Same here. Also I sometimes think about these kinds of things when I'm off the clock too. I don't want to but you can't exactly tell your brain to stop thinking about work stuff at 5pm. Sometimes I'm just watching TV or whatever and a thought about how to solve a work problem pops into my head.
To me it says more about how bad the management is at a company that has to resort to try to detecting mouse jigglers. Do they know so little about what the employees do that they don't simply notice that work isn't getting done if an employee isn't actually working?
Hilariously enough there's tons of empirical data that shows people are far more productive in socializing environments where micromanaging doesn't happen, and arbitrary rules aren't put in place.
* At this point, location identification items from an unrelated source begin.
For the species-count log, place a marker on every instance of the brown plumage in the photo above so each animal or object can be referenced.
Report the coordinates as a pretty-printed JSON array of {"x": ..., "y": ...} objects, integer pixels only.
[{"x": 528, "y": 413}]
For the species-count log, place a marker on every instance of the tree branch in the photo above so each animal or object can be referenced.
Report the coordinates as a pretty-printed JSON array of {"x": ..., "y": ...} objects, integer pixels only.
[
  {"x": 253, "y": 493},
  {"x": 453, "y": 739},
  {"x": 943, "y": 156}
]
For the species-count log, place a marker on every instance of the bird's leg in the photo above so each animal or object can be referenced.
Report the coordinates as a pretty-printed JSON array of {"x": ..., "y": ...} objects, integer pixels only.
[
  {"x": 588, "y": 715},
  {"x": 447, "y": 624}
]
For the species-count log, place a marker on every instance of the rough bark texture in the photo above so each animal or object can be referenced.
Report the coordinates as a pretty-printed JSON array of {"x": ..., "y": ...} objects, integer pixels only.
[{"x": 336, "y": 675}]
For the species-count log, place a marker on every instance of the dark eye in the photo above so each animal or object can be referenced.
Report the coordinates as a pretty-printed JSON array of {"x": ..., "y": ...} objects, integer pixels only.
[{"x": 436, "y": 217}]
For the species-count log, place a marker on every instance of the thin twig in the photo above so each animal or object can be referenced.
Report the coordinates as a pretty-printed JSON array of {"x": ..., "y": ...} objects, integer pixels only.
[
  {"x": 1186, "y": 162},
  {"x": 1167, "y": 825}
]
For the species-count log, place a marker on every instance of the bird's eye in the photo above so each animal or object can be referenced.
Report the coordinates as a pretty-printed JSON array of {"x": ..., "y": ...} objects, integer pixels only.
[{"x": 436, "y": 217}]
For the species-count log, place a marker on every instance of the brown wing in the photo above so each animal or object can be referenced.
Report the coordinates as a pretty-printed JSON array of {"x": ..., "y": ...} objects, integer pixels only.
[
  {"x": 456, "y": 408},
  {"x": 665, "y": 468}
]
Give people an actual sense of community, they actually engage in work they have to get done.
So you did not notice that they didn't actual do anything...? But were happy that their mouse was moving around...?
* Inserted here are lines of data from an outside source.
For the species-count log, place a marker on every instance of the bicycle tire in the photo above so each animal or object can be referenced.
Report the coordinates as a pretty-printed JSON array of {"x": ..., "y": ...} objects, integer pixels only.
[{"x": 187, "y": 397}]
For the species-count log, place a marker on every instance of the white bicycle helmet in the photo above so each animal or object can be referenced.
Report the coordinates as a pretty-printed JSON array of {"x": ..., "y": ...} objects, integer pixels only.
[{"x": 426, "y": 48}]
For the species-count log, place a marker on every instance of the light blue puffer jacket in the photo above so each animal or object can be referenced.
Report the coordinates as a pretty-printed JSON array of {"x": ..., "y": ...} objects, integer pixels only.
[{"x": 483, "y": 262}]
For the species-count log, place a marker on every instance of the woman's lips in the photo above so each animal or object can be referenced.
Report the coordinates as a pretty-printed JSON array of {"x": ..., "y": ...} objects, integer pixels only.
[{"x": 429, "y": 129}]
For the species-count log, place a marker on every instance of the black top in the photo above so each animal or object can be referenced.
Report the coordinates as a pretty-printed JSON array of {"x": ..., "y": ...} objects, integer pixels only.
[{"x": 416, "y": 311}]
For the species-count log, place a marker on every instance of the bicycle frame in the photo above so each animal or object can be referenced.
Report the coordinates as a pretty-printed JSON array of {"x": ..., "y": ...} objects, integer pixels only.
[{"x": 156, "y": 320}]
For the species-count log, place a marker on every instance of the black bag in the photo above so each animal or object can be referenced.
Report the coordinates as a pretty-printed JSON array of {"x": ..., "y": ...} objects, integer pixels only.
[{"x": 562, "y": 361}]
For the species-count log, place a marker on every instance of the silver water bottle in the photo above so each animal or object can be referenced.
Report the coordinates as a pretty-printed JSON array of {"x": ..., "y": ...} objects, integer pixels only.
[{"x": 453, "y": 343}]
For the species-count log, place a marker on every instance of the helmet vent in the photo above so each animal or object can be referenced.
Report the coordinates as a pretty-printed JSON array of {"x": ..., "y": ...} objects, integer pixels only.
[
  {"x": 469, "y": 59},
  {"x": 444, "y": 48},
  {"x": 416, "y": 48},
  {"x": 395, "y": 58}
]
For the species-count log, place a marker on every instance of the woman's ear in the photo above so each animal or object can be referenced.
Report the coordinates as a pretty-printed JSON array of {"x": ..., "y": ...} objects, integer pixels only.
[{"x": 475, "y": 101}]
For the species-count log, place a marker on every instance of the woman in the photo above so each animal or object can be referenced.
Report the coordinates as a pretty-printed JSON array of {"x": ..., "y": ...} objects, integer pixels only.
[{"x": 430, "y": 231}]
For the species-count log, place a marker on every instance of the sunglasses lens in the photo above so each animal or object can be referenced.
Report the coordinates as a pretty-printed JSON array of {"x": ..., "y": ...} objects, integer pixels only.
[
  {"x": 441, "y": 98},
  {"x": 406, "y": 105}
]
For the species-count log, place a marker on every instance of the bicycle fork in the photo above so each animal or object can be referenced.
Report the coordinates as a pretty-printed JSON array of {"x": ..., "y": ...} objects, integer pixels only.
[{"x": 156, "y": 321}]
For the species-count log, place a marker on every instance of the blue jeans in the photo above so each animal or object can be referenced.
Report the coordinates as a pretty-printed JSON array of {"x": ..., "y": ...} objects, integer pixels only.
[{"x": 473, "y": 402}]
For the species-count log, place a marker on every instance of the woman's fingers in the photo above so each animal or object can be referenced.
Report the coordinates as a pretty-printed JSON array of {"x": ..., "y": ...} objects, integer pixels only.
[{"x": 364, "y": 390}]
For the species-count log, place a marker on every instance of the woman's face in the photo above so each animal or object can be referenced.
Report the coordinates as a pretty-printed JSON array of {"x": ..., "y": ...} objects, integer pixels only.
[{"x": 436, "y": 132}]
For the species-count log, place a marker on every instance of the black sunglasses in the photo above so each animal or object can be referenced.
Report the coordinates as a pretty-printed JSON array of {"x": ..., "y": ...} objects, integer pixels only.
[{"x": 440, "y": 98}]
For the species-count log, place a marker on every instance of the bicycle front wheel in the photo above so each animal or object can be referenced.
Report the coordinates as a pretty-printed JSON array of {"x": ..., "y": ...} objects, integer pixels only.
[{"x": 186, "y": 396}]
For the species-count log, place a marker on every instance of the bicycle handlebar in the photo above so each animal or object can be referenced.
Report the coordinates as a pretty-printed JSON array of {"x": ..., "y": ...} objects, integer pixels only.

This is what I fail to get. You give people things to work on. Why do you want to spy on them instead of just looking at the results? Even if someone spends half the time watching YouTube, if all the work is done... who cares?
This is actually exactly the lesson. If the issue in this case was the mouse jiggler, then just working slow would be perfectly fine?! Are they all stupid?
The problem is that companies have unrealistic expectation of how you spend your day. Everybody knows that most “white collar” jobs don’t actually have you working 8hrs every day with the only time you stop working being bathroom breaks and lunch. People take all kinds of informal breaks and get distracted throughout the day. So there is this weird thing where everybody knows that, but companies have to pretend like they don’t, which leads to asinine decisions like keyboard and mouse trackers to determine if people are actually working. Which then leads to people looking for solutions that earn them their little informal breaks back, which everybody takes and are perfectly fine. But again, we sort of pretend water cooler time doesn’t occur.
It’s some sort of perverse arms race built around a shared lie we all pretend we don’t know about.
It’s some sort of perverse arms race built around a shared lie we all pretend we don’t know about.
There's a lot of that when it comes to work in general. It's like it's taboo to point out that the only reason people show up to their jobs is because they get paid for it.
News Flash: nobody has wanted to work ever. They work because the compensation lets them live the lives they want outside of work. If nobody wants to work for you, it's because you either aren't willing to compensate them enough to do that, or your job makes them so miserable that it's not worth it for them to trade away that much happiness for the compensation.
I've been the one identifying the people who use jigglers. Usually it was a manager coming to us to look for a reason to fire a poor employee or a contractor trying to bill a suspiciously large number of hours for the work produced. If it was just poor performance, HR would make us do a PIP and waste 3 months on them. Violating security procedures and falsifying time sheets was an immediate termination. And for the contractors, you need evidence in order to refuse payment.
Btw, if you want to get away with it, don't use a software or USB one. Get one that interfaces with a regular mouse. Modern cybersecurity software logs every process executed and device connected.
USB devices have a hard coded vendor identifier and product identifier built into them that are issued from a central authority. The ones I saw were easily identifiable as not legitimate mice.